Supply cuts by oil producers are having an impact on petrol prices, potentially boosting inflation.

Supply cuts by oil producers are having an impact on petrol prices, potentially boosting inflation. Photo: Getty

Motorists are forking out well over $2 a litre for fuel in parts of the country due to spiking oil prices and a weakening Australian dollar.

In some corners of the nation, petrol prices have overtaken the highs of last year after the conflict in Ukraine sent prices soaring.

Average prices in Sydney have hit $2.20 a litre for unleaded petrol, according to Compare the Market data – a whisper above the $2.18 a litre average reached during the peak last year.

Volatility in global oil markets is underpinning higher petrol and diesel prices in Australia, with the Brent oil futures lifting above $US93 a barrel late last week.

This was the highest level reached by the key oil benchmark since November 2022.

Commonwealth Bank commodities expert Vivek Dhar said supply cuts by major oil producers were keeping upward pressure on prices, with the latest data showing global stockpiles were already starting to decline sharply.

He said both Saudi Arabia and Russia had extended their supply and export cuts through to the end of the year against expectations they would ease in October.

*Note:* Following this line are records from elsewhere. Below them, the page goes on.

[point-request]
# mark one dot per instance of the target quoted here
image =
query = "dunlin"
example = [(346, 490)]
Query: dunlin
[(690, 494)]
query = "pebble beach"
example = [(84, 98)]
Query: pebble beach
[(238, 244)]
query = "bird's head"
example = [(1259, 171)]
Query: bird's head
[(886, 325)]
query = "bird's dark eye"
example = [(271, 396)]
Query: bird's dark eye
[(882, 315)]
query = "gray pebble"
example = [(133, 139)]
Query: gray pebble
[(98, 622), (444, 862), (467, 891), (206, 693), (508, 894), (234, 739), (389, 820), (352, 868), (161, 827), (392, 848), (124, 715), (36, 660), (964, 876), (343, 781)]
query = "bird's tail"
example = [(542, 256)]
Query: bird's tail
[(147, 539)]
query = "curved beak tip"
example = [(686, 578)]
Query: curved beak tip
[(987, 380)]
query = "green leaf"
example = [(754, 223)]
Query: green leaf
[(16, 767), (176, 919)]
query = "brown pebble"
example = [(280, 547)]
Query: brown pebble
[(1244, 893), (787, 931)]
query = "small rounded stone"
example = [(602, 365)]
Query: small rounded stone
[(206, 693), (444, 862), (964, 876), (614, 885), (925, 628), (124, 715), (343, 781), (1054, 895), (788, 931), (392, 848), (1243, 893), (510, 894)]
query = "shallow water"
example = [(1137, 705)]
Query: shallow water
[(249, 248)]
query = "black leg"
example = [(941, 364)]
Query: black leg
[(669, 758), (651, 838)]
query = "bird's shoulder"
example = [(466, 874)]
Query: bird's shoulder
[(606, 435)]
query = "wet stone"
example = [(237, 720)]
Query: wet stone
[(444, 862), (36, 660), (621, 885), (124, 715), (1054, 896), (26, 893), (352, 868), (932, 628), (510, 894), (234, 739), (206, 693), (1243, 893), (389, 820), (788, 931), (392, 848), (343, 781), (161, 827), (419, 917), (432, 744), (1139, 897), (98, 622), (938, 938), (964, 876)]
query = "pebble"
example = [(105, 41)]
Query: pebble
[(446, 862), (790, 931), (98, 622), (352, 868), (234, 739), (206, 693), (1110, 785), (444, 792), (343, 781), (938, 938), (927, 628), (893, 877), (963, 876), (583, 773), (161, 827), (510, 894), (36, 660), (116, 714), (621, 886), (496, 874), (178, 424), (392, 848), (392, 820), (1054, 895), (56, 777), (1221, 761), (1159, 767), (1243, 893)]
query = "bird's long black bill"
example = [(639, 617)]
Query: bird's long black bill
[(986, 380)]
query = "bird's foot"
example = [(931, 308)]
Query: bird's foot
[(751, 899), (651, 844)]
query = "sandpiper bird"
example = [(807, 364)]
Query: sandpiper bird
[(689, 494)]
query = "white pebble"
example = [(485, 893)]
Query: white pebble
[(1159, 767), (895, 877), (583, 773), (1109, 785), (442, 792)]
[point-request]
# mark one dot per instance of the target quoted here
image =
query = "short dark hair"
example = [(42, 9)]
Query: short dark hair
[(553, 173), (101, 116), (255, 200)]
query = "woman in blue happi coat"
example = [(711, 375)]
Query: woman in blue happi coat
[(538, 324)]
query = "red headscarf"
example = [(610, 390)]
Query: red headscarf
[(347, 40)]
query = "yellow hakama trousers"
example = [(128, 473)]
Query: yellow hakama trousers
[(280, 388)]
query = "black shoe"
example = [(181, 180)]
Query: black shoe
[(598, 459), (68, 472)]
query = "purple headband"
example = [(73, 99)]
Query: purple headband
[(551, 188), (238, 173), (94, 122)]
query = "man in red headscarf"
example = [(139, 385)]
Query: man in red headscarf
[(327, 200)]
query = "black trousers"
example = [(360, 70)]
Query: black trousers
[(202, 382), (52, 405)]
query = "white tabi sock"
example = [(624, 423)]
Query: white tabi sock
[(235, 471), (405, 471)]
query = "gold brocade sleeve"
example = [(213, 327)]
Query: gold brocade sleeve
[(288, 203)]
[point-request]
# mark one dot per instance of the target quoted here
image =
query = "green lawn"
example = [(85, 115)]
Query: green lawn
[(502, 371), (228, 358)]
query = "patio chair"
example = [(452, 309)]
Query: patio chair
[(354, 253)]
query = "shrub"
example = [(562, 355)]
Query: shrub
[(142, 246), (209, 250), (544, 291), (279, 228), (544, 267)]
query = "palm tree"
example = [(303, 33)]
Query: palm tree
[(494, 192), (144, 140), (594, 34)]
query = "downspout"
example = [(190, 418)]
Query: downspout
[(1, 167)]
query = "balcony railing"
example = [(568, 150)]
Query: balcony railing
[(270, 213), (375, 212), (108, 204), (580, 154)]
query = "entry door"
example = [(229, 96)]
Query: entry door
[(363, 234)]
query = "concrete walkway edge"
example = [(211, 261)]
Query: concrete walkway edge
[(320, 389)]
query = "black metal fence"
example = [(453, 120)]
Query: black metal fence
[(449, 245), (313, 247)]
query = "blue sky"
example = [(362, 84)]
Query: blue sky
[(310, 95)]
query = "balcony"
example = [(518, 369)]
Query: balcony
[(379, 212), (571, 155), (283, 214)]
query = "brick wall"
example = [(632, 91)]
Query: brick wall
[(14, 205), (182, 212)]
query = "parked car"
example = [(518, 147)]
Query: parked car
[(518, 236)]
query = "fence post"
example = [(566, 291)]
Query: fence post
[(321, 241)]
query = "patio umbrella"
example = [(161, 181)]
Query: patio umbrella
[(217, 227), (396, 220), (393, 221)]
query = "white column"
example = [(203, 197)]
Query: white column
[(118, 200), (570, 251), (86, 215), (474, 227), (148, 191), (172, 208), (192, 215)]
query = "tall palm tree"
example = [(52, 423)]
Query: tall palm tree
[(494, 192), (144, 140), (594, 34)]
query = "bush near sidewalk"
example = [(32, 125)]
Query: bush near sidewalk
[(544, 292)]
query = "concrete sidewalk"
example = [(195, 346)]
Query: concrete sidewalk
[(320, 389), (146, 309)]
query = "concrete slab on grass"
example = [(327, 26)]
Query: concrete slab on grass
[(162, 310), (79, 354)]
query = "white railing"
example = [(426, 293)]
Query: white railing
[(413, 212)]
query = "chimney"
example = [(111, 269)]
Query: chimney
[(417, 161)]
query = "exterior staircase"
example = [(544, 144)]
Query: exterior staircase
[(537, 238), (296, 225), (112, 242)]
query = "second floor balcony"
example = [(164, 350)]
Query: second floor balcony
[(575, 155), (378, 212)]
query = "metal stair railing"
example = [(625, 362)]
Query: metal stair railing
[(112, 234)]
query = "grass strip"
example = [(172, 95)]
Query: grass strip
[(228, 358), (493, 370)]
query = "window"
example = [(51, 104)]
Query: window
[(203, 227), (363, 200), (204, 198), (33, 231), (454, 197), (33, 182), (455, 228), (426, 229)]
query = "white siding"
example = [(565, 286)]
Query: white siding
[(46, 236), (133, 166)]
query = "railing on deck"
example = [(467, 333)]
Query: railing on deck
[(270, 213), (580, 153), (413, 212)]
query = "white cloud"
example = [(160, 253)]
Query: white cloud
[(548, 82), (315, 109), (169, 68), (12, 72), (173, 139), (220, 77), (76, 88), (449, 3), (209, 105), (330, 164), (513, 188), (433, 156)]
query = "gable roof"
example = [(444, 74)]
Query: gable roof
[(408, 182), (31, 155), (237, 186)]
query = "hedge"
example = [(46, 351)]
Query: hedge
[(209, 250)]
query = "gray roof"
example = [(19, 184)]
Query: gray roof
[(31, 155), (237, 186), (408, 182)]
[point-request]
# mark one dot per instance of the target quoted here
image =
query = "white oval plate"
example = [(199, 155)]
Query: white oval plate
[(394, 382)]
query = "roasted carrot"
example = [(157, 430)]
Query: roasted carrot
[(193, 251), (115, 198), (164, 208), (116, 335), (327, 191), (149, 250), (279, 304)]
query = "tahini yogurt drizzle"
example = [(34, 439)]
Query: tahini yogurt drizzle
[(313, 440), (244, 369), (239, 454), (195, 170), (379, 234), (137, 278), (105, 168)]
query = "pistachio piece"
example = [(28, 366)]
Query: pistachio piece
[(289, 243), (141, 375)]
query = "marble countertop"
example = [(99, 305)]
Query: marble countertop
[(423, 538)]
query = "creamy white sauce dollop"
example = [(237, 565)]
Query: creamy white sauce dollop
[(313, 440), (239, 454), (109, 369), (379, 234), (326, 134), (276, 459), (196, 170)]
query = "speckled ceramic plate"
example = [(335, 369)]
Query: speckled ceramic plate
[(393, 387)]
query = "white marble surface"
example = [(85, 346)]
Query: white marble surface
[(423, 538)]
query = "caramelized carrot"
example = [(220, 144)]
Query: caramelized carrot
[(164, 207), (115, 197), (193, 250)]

Mr Dhar said oil prices above $US100 a barrel were not unthinkable in the second half of 2023 under these conditions but stockpiles would need to fall as rapidly in September as in August for that to eventuate.

He said elevated refining margins and a weaker Australian dollar were also feeding into the higher cost of petrol and diesel in Australia.

“A weaker Australian dollar looms as a threat in coming months if China’s economic data surprises on the downside and iron ore prices retreat materially,” the analyst wrote in a note.

Higher fuel prices could also complicate the Reserve Bank’s task of returning inflation to its two-to-three per cent target range.

AMP economist Shane Oliver said fuel prices would amount to a direct boost to inflation numbers and would likely worry Australia’s central bank.

But he said it would be unlikely to trigger another interest rate hike in isolation.

Dr Oliver said the latest fuel price hike was hitting the economy at a very different time than when the conflict in Ukraine triggered a surge last year.

He said the surge in prices last year was from a much lower base and came alongside supply shortfalls and growing demand for just about everything.

“This time around it is a bit different, the magnitude of the increase isn’t as pronounced and everything else isn’t also going up,” he told AAP.

Paired with a weakening consumer sector, high fuel prices may act as a “tax on spending” and help weigh on economic activity.

With households tightening their belts, Dr Oliver said the retailers may not be in a position to pass on higher transport as readily as last year.

He also said an extra $10 a week in fuel costs would amount to another hit to household budgets at a time when mortgage holders were already enduring painful increases in their repayments.